IEEE Trans Image Process. 2024:33:3187-3199. doi: 10.1109/TIP.2024.3393298. Epub 2024 May 6.

Abstract

Existing RGB-Thermal trackers usually treat intra-modal feature extraction and inter-modal feature fusion as two separate processes, therefore the mutual promotion of extraction and fusion is neglected. Then, the complementary advantages of RGB-T fusion are not fully exploited, and the independent feature extraction is not adaptive to modal quality fluctuation during tracking. To address the limitations, we design a joint-modality query fusion network, in which the intra-modal feature extraction and the inter-modal fusion are coupled together and promote each other via joint-modality queries.

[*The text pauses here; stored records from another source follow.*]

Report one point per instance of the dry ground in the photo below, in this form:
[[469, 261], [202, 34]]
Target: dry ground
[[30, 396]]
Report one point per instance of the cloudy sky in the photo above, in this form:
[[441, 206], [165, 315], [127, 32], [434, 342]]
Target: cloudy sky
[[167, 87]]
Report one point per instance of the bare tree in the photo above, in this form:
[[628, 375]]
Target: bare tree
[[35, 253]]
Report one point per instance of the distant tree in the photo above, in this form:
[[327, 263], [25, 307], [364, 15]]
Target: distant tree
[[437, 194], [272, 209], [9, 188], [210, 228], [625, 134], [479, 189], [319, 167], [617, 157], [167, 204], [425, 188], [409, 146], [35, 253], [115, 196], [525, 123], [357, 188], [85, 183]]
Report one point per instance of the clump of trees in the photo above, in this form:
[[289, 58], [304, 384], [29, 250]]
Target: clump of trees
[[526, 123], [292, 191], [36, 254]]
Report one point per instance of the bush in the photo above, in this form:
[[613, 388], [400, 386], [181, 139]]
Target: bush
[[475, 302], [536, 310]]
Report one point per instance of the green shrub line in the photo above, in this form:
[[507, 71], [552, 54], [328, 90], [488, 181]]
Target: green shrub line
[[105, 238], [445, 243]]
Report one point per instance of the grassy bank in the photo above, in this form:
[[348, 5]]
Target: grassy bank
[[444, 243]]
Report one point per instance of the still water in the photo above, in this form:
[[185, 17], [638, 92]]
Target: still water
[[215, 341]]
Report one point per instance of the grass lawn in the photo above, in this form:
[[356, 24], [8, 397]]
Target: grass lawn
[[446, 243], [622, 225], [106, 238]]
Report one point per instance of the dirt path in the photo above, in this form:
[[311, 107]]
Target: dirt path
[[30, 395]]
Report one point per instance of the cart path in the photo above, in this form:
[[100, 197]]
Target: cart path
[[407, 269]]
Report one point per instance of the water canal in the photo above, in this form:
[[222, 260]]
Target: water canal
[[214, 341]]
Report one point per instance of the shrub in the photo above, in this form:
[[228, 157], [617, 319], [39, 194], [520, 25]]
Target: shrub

The queries are initialized based on the multimodal features of the current frame, making the subsequent fusion adaptive to modal quality fluctuation during tracking. Then the joint-modality query fusion (JQF) utilizes the queries to interact with RGB-T features, allowing the intra-modal enhancement and the inter-modal interactions to be unified for mutual promotion. In this way, JQF can distinguish and enhance the complementary modality features, while filtering out redundant information. For real-time tracking, we propose regional cross-attention for cross-modal interactions to reduce computational cost. Our end-to-end tracker sets a new state-of-the-art performance on multiple RGBT tracking benchmarks including LasHeR, VTUAV, RGBT234 and GTOT, while running at a real-time speed.